Translation:She arrives at your house.

March 5, 2013



She arrives at your home? C'mon! It should...


Duo doesn't like 'home' for casa -- at least in the past. 'hogar' = 'home' That may be a part of the issue


to me, this really sounded like "jega" or "chega". Funny how sometimes the ll is pronounced like this, and other times it's a "y" sound like "yega"


I agree, the accent seems variable. "Shega" or "zhga" would be the accent of Buenos Aires, where y and ll are pronounce sh, or much less often zh.


Since I wrote that comment I've experienced this first hand (I was on a business trip to Buenos Aires last week.) In real life it's actually pretty easy to get used to, once you know the "dj" or "zh" sound is a "ll" or "y". I was only there for a week, and I was using it myself by the time I left.

Maybe this is a conscious decision by duolingo to expose us to both pronunciations. It's noticable that they don't seem to use the castillian lisp pronunciation for "z" at all though... Along with the fact that they ignore vosotros, there seems to be a definite tendancy to promote the latin american version of spanish.... which is fair enough, as it's probably more useful for most people.


Yes, I was in Buenos Aires between july,15 and 25 too and I've noted that they use "vos" a lot. A thing that doesn't exist in duolingo. The pronunciation of "ll" with "J" sound is a Buenos Aires castellano accent. If you go to Cordoba, Mendoza, Patagonia, Colombia, Panama or Cuba. It has the sound of "CH".


Where does it have the Y sound? Primarily Mexico?


I think so. Cos If you hear Mana's Music "No ha parado de llover", you can hear "LL" with "y" sound. But I've never been in Mexico before. I do this comment based in a mexican band music.


In Madrid the word "y" is pronounced just like English. However, in most of the countries in latin america it is pronounced like g. In Argentina it is like sh


tell me about is i just failed the lesson near the end because of this makes me want to punch my screen


why do I need an A here? It is not referring to a person but a house.


It's a preposition. Some verbs have the action of a preposition built into them like MIRAR in which you don't use "a." Miro television, por ejemplo.

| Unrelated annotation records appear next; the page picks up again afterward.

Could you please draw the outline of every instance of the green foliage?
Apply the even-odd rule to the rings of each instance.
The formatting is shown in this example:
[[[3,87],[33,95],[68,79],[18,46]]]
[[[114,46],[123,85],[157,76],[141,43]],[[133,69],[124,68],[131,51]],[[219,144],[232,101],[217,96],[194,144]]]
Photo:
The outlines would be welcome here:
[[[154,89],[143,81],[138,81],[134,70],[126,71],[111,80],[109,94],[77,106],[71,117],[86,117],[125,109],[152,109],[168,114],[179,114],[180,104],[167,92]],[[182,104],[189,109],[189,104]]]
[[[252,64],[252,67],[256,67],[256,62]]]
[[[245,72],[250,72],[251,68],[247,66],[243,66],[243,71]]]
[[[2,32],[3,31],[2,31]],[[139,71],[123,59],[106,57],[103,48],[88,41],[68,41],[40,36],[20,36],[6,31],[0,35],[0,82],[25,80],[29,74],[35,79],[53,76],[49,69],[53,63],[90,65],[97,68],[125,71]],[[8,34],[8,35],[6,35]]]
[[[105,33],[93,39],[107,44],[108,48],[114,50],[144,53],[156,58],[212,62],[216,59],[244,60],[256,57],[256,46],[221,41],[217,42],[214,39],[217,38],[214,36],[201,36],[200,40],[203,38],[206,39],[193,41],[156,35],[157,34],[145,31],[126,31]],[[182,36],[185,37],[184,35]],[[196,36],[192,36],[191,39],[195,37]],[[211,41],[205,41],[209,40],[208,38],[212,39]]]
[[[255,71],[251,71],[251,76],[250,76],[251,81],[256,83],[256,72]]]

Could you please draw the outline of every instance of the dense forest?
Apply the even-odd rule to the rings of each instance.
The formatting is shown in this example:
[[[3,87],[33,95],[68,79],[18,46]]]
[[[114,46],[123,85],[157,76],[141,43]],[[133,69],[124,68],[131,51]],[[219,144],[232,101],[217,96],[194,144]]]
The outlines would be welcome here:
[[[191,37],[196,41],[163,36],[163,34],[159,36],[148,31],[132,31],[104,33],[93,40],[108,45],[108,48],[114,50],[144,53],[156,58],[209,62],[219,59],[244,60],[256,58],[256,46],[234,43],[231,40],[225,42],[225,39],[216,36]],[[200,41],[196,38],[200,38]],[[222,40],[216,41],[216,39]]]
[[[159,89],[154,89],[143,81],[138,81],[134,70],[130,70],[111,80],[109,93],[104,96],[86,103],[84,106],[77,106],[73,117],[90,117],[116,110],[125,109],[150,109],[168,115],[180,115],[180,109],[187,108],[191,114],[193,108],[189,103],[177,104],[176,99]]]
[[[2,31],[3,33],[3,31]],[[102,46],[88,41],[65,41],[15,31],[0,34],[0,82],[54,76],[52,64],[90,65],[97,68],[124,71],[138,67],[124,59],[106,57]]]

Home or house. Both work in English, anyway


My house is a house. My home may one day be a tent, a car or a motel room. Home is wherever I lay my head,


In Spanish, casa = home, even if it is an apartment (piso), as well as house. There is another word for home = hogar, but it has more restricted usage.


When would you use venir and when would you use llegar? Unless I have them confused, they have the same general definition, no?


With the Spanish sentence, they are using the verb llegar, right? But it is translated into English as 'comes' because some people do not say 'she arrives at your house', but I would. Anyway, the verb venir is used when someone comes to the place of the person who is doing the speaking. In the sentence, this does not happen that way. You could say 'she comes to my house today'. 'Ella viene a mi casa hoy' (you can use llegar too, but you can't use 'venir' in the given sentence.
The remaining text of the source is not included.